Introduction

Cross-modal correspondences have been defined as “compatibility effects between attributes or dimensions of a stimulus (i.e., an object or event) in different sensory modalities” (Spence 2011a, p. 973). Cross-modal correspondences have now been demonstrated between many different combinations of sensory modalities (e.g., audition–olfaction, Belkin et al. 1997; audition–gustation, Crisinel and Spence 2010; olfaction–touch, Demattè et al. 2006b; olfaction–vision, Demattè et al. 2006a; Gilbert et al. 1996; audition–vision, Marks 1974; although not necessarily between every possible pairings of features/dimensions, see Evans and Treisman 2010; see also Spence 2011a, for a review). Especially relevant to the aims of the present study is the recent growth of studies that have investigated cross-modal correspondences involving the olfactory modality (see Table 1).

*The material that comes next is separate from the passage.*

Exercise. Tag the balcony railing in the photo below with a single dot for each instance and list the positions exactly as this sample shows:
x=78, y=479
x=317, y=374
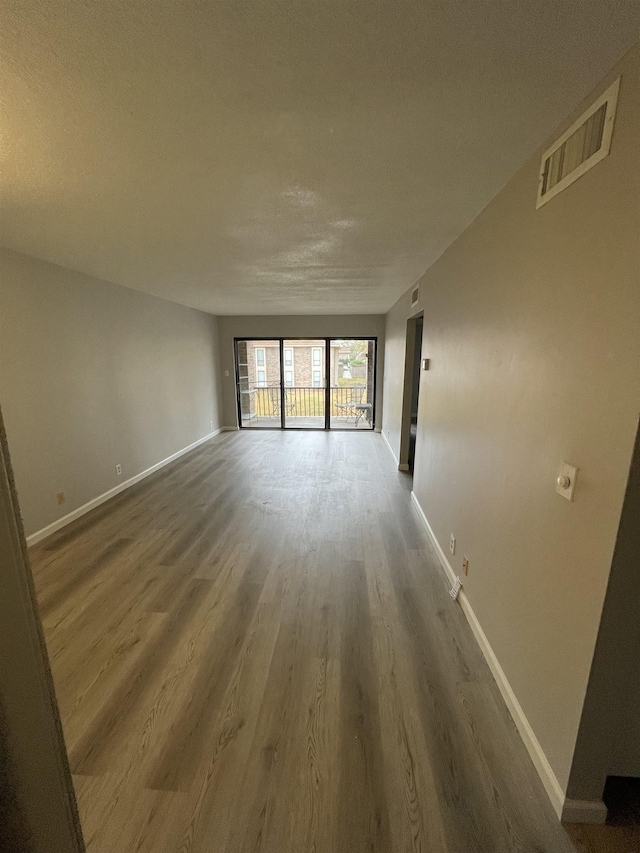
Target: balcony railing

Table 1 Summary of studies that have reported cross-modal correspondences involving olfactory stimuli

All of these studies focused on cross-modal correspondences between a specific pair of modalities. Moreover, they used different stimuli and experimental designs, thus making any direct comparison of the results somewhat difficult. By contrast, in the study reported here, cross-modal correspondences were tested between the same set of olfactory stimuli and both audition (the pitch and timbre of musical notes) and vision (the angularity of shapes). Each of the latter features have been shown to correspond to a variety of features in other sensory modalities: Pitch, for example, is associated not only with odors (Belkin et al. 1997) but also with visual brightness (Marks 1974), size (Marks et al. 1987), tastes/flavors (Crisinel and Spence 2010), and elevation (Evans and Treisman 2010; Melara and O’Brien 1987; Pratt 1930), while associations with the angularity of shapes have been demonstrated for non-words (e.g., “takete” and “baluba,” Köhler 1929; see also Bremner et al. 2013) and for tastes/flavors (Deroy and Valentin 2011; Ngo et al. 2011) as well as odors (Hanson-Vaux et al. 2013; Seo et al. 2010) and a variety of concepts (such as, for example, angry, calm, or love; Lyman 1979).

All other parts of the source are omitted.